JEUX TABOUS : LITTÉRATURES

Brigitte Galtier



nterdits, interdictions : comment ne pas penser d'abord à ceux qui tacitement
sous-tendent un colloque universitaire ? Et s'agissant des rapports entre
littératures et interdits, comment s'orienter dans la question, tant ils sont
nombreux ? En Occident, pas de Tables de la loi sans l'écriture qui les consigne et,
inversement, pas d'invention de la tragédie sans OEdipe ou Antigone, les héros
transgresseurs. A l'autre bout de l'histoire, au XXe siècle, les tabous sont devenus
l'objet de textes majeurs tandis qu'un écrivain qui avait lu Freud et Lévi-Strauss,
Georges Bataille, mettait au premier plan de la théorie littéraire leur transgression
comme définition même de l'art authentique.
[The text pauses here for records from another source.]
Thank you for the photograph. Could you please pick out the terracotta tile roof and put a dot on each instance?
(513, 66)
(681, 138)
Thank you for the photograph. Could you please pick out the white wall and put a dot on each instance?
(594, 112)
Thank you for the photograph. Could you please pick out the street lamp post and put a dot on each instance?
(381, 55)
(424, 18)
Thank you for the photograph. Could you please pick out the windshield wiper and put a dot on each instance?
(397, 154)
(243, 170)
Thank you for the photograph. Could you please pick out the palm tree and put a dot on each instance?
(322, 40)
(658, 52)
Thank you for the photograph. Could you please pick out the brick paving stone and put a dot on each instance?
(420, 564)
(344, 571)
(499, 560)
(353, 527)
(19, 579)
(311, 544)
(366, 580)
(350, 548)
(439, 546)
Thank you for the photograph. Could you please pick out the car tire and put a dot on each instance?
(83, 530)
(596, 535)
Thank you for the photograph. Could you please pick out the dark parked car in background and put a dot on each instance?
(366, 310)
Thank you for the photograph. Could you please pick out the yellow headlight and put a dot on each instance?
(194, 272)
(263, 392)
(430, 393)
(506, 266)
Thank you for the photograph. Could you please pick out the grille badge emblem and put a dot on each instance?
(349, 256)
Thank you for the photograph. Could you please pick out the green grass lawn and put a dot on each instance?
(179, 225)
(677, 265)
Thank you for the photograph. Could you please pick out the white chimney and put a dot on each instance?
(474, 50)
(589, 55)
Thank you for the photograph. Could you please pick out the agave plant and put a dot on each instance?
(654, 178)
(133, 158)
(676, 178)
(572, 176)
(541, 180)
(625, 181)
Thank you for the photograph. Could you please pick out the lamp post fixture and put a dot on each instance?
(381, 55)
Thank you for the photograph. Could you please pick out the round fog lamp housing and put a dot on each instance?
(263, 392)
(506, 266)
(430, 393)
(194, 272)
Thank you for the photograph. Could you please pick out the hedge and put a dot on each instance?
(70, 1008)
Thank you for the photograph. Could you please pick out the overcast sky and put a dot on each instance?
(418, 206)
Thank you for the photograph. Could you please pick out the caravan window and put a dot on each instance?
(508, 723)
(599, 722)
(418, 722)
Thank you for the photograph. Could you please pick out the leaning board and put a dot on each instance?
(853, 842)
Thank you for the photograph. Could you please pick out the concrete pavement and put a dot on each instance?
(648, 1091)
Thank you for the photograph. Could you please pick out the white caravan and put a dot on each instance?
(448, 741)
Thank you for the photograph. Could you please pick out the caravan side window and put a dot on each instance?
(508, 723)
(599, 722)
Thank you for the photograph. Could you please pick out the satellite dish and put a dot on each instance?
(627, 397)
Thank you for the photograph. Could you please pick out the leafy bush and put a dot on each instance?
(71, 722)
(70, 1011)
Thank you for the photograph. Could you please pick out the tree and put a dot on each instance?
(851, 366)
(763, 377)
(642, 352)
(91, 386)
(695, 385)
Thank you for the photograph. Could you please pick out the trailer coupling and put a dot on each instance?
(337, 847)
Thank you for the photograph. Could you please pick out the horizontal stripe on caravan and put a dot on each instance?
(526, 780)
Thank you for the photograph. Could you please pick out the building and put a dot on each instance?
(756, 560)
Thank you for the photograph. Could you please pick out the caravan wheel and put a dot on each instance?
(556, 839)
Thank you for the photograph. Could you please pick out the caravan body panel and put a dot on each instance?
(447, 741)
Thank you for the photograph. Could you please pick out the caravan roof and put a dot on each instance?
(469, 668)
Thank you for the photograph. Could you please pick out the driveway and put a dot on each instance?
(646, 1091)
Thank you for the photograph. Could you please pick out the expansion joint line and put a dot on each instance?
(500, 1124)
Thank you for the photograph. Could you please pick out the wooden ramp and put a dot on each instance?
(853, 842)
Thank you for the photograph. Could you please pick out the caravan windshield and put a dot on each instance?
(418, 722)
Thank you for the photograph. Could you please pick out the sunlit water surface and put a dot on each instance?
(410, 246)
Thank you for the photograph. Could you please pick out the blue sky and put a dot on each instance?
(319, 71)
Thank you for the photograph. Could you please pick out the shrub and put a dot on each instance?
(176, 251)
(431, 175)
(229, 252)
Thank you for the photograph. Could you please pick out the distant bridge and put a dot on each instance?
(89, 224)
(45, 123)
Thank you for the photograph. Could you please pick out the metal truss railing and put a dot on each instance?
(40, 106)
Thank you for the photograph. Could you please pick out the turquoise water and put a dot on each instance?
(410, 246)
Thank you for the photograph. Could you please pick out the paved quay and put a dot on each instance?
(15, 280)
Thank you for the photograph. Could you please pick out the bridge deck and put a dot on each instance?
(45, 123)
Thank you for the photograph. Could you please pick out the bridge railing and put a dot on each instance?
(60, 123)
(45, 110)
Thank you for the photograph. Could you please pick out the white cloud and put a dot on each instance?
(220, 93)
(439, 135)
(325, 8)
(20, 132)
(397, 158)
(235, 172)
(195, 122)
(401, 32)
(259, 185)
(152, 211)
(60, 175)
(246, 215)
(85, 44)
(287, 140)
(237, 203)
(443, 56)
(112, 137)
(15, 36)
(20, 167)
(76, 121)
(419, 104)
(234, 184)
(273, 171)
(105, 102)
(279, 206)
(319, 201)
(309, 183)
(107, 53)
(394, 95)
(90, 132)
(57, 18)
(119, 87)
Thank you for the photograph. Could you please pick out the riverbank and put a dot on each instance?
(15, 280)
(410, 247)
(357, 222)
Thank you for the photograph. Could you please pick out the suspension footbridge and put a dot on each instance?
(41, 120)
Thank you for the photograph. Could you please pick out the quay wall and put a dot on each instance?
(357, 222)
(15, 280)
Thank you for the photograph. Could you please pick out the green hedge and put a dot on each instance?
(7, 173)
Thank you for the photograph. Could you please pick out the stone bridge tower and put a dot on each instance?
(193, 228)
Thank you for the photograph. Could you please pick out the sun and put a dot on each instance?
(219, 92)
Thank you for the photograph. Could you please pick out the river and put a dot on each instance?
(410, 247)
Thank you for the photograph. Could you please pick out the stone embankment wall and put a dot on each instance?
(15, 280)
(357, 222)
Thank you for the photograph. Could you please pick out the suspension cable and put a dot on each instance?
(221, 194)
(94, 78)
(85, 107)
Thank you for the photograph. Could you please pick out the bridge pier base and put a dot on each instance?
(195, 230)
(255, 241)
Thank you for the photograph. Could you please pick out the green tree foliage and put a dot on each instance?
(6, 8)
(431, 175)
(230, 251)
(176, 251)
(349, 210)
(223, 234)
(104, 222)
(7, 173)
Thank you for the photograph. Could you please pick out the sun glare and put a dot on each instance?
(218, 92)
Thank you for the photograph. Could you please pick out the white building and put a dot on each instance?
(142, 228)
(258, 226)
Voilà un volet de la question, mais il en est un second : les interdictions
auxquelles la littérature s'est heurtée au cours de l'histoire : interdictions de
publier, de mettre en scène, de diffuser. Un mot de celui-là, avant de revenir à
l'autre, juste pour souligner que les interdictions faites aux écrivains - la censure
des pouvoirs, les auteurs embastillés ou leurs éditeurs traînés devant les tribunaux -
ont été bien mieux étudiés que l'interdit de lire.
Le lever fut pourtant le plus profond enjeu de la Réforme, par delà le débat
religieux. Le droit de lire seul, dans sa langue et par soi-même, sans l'imposition
d'un sens unique et autorisé, même le texte sacré de la Bible, fut le grand combat
ouvrant à l'esprit d'examen des Lumières. La comparution de Martin Luther en
1518 devant le représentant du Pape, le Cardinal Cajetan, où se confrontèrent deux
lectures divergentes d'une page de l'Evangile, reste emblématique du sens premier
du mot interdit en français : excommunication. Celle de Luther proscrivit avec lui
la liberté d'interpréter. La conquête de celle-ci reste, sur la planète, loin d'être
achevée : en France même j'en vois un épisode encore dans les années 1960 où
l'enjeu de la controverse suscitée par la Nouvelle Critique était au fond la
légitimité de la pluralité des interprétations.
* CER/FDP, Université de Cergy-Pontoise.
1 S. Freud, "L'intérêt de la psychanalyse" in Résultats, idées, problèmes, PUF T.1, p. 211.